In 1990, the Sanctuary became a component of the Chesapeake Bay National Estuarine Research Reserve System. The sanctuary is also recognized as a Nationally Important Bird Area by the American Bird Conservancy and the National Audubon Society. Jug Bay is located within the Atlantic Flyway and is a haven for more than 100 species of birds, including native and migratory waterfowl, songbirds, and raptors.

The goals of the sanctuary are to provide environmental education opportunities to the public, to conduct ecological research, and to conserve Jug Bay's unique ecosystem. Several hundred volunteers act as docents and guides to the public and assist with long-term ecological studies.
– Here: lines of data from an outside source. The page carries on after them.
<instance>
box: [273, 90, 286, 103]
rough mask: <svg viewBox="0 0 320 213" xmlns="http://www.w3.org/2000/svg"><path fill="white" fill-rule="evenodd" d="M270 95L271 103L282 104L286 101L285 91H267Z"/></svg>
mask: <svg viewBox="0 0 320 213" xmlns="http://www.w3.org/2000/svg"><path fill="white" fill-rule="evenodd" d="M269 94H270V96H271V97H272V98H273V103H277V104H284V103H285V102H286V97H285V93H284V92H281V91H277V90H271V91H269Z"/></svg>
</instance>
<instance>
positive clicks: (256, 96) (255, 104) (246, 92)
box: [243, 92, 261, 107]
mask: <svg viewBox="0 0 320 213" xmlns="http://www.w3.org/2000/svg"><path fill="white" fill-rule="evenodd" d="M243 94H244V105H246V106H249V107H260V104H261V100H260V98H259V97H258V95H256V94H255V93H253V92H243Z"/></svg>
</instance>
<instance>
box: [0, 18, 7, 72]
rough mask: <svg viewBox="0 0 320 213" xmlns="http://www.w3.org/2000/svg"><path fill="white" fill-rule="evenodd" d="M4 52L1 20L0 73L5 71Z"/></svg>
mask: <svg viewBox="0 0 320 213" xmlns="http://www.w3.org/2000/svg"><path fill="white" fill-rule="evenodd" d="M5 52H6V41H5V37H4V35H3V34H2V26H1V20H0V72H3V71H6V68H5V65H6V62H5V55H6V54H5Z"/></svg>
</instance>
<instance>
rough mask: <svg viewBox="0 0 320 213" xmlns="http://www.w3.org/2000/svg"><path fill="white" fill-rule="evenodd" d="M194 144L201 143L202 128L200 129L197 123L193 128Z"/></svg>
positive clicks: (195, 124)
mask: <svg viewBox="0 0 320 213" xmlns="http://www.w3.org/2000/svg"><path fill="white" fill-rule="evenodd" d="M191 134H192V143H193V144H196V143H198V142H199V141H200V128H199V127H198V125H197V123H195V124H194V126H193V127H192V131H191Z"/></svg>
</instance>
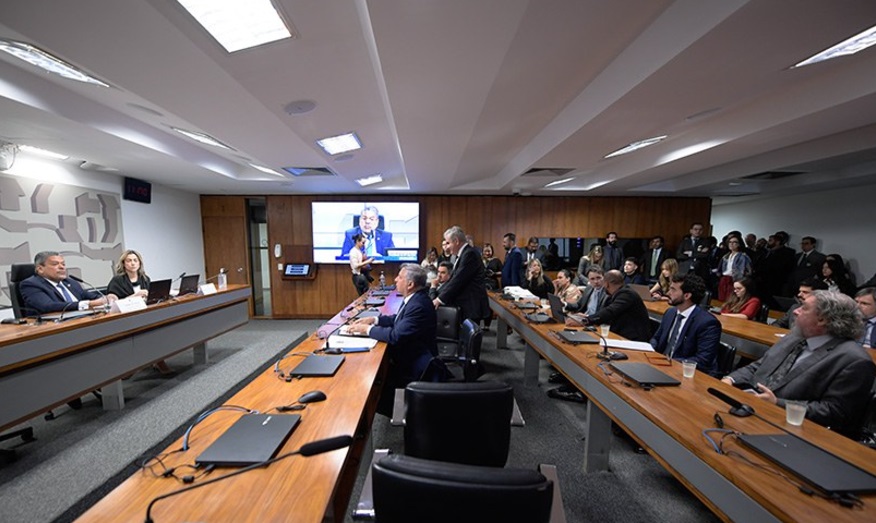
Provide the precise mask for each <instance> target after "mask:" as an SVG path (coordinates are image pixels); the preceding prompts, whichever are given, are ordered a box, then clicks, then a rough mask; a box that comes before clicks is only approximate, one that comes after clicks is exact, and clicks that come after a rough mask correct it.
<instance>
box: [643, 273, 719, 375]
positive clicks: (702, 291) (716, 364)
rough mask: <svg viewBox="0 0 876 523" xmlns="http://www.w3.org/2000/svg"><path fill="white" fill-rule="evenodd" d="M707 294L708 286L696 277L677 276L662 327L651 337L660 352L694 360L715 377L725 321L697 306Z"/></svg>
mask: <svg viewBox="0 0 876 523" xmlns="http://www.w3.org/2000/svg"><path fill="white" fill-rule="evenodd" d="M705 293H706V283H705V282H704V281H703V279H702V278H700V277H699V276H697V275H695V274H687V275H682V274H676V275H674V276H673V277H672V282H671V283H670V284H669V305H672V307H671V308H670V309H669V310H667V311H666V314H664V315H663V319H662V320H661V322H660V327H659V328H658V329H657V332H656V333H655V334H654V337H653V338H651V346H652V347H654V350H655V351H657V352H662V353H663V354H665V355H666V357H668V358H671V359H676V360H685V359H692V360H695V361H696V362H697V369H699V370H701V371H703V372H708V373H709V374H714V373H715V371H716V370H717V364H716V361H717V356H718V345H719V342H720V341H721V322H719V321H718V319H717V318H715V316H713V315H712V314H709V313H708V312H707V311H705V310H704V309H701V308H699V307H697V303H700V302H701V301H702V299H703V296H705Z"/></svg>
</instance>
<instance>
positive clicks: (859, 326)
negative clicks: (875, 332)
mask: <svg viewBox="0 0 876 523" xmlns="http://www.w3.org/2000/svg"><path fill="white" fill-rule="evenodd" d="M795 314H796V315H797V322H796V326H795V327H794V330H792V331H791V333H790V334H788V335H787V336H785V337H784V338H782V339H781V340H780V341H779V342H778V343H776V344H775V345H773V346H772V347H771V348H770V350H768V351H767V352H766V354H765V355H764V356H763V357H762V358H761V359H759V360H757V361H755V362H754V363H752V364H750V365H747V366H745V367H742V368H741V369H738V370H736V371H734V372H732V373H731V374H729V375H728V376H727V377H725V378H724V381H725V382H727V383H730V384H733V383H737V384H751V385H756V386H757V387H759V389H760V391H759V392H757V393H756V396H757V397H758V398H761V399H763V400H766V401H769V402H771V403H775V404H776V405H778V406H780V407H784V406H785V401H786V400H794V401H804V402H806V417H807V418H808V419H810V420H812V421H814V422H815V423H818V424H819V425H823V426H825V427H829V428H830V429H831V430H834V431H836V432H839V433H841V434H845V435H846V436H848V437H850V438H853V439H857V437H858V436H859V435H860V431H861V426H862V423H863V418H864V416H865V415H866V412H867V403H868V402H869V401H870V395H871V392H870V391H871V388H872V386H873V376H874V373H876V365H874V364H873V360H872V359H871V358H870V355H869V354H867V353H866V352H865V351H864V349H863V348H861V346H860V345H858V344H857V343H856V342H855V340H856V339H857V338H858V336H860V335H861V331H862V330H863V328H862V326H863V324H862V321H861V313H860V311H859V310H858V307H857V304H856V303H855V302H854V300H852V299H851V298H849V297H848V296H846V295H844V294H840V293H838V292H831V291H813V292H812V294H810V295H809V296H807V297H806V299H805V300H803V305H801V306H800V308H798V309H797V310H796V311H795Z"/></svg>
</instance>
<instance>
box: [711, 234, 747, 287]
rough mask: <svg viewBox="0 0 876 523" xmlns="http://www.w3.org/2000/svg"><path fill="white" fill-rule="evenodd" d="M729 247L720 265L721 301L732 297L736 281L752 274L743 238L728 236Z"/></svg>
mask: <svg viewBox="0 0 876 523" xmlns="http://www.w3.org/2000/svg"><path fill="white" fill-rule="evenodd" d="M727 249H728V250H727V254H725V255H724V256H723V257H721V261H720V263H719V266H718V275H719V277H720V279H719V280H718V299H719V300H721V301H726V300H727V298H728V297H730V293H732V292H733V282H734V281H739V280H741V279H742V278H744V277H746V276H748V275H750V274H751V259H750V258H749V257H748V255H747V254H745V252H744V251H743V250H742V240H741V239H740V238H739V237H738V236H730V237H728V238H727Z"/></svg>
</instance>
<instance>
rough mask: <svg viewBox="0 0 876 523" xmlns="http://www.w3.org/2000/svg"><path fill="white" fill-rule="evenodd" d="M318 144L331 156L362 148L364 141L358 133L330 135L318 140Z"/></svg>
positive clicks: (352, 150)
mask: <svg viewBox="0 0 876 523" xmlns="http://www.w3.org/2000/svg"><path fill="white" fill-rule="evenodd" d="M316 144H317V145H319V146H320V147H322V150H323V151H325V152H326V153H327V154H329V155H331V156H334V155H336V154H341V153H348V152H350V151H355V150H357V149H361V148H362V142H361V141H360V140H359V137H358V136H356V133H346V134H339V135H337V136H329V137H328V138H323V139H322V140H317V141H316Z"/></svg>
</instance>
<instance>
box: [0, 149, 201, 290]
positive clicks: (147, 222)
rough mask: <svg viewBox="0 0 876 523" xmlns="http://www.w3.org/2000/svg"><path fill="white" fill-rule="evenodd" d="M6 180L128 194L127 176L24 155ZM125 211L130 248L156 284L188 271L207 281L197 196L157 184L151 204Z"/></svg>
mask: <svg viewBox="0 0 876 523" xmlns="http://www.w3.org/2000/svg"><path fill="white" fill-rule="evenodd" d="M4 174H7V175H15V176H21V177H26V178H31V179H37V180H44V181H49V182H54V183H65V184H69V185H76V186H80V187H87V188H93V189H98V190H102V191H108V192H114V193H117V194H119V195H121V194H122V177H121V176H117V175H114V174H106V173H98V172H93V171H85V170H82V169H79V167H78V166H76V165H69V164H67V163H63V162H57V161H53V160H40V159H33V158H26V157H24V155H19V157H18V158H17V159H16V161H15V164H14V165H13V167H12V169H10V170H9V171H6V172H5V173H4ZM121 205H122V233H123V235H124V239H125V245H124V248H126V249H134V250H136V251H138V252H140V254H141V255H142V256H143V260H144V263H145V267H146V271H147V273H148V274H149V276H150V277H151V278H152V279H163V278H176V277H177V276H179V274H180V273H181V272H183V271H185V272H187V273H189V274H196V273H197V274H201V275H202V276H203V275H204V266H205V264H204V238H203V233H202V229H201V201H200V198H199V196H198V195H197V194H192V193H187V192H182V191H178V190H175V189H172V188H170V187H164V186H161V185H155V184H153V185H152V203H151V204H144V203H137V202H131V201H128V200H122V204H121ZM0 247H11V246H9V245H2V246H0ZM107 281H108V280H107ZM101 283H105V282H101Z"/></svg>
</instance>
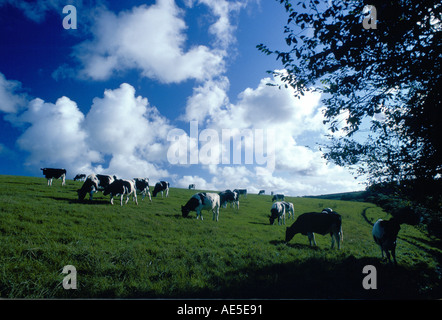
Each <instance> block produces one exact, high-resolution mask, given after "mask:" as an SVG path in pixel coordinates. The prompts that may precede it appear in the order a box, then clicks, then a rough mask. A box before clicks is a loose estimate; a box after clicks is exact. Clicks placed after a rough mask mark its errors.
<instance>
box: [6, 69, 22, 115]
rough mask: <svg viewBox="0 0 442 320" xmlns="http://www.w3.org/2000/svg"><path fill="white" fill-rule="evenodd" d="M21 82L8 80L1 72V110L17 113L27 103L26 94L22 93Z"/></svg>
mask: <svg viewBox="0 0 442 320" xmlns="http://www.w3.org/2000/svg"><path fill="white" fill-rule="evenodd" d="M21 90H22V89H21V83H20V82H19V81H14V80H6V78H5V76H4V75H3V74H2V73H1V72H0V111H3V112H6V113H16V112H17V111H19V109H21V108H22V107H23V106H24V105H25V103H26V95H25V94H24V93H20V92H19V91H21Z"/></svg>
The sanctuary is located in Bristol, Maryland, 43 mi from the mouth of the 115 mi long river. The Wetlands Center is at , three miles (5 km) southeast of Upper Marlboro and six miles (10 km) west of Lothian, with a mailing address of 1361 Wrighton Road, Lothian, MD 20711. It is 17.5 mi southwest of Annapolis and 19.5 mi southeast of Washington, DC.

==McCann Wetlands Study Center==
The McCann Wetlands Study Center houses interactive exhibits about wetlands, estuaries and the Patuxent River watershed, focusing on their importance and health, as well as the plants and animals that live there. The center also contains classroom lab facilities and a gift shop.

==The Friends of Jug Bay==

The Friends of Jug Bay is a non-profit organization, incorporated in 1986, to support and promote the sanctuary. They foster activities that increase public appreciation of the natural environment of Jug Bay and the Patuxent River. The Friends receive funds from membership dues, donations, grants, fundraisers, and the sale of merchandise. There are over 400 member families. Some of the projects and activities supported by the Friends include research fellowships, summer camp scholarships and junior counselors, hospitality support, staff development, scientific and education equipment and materials, and other special projects.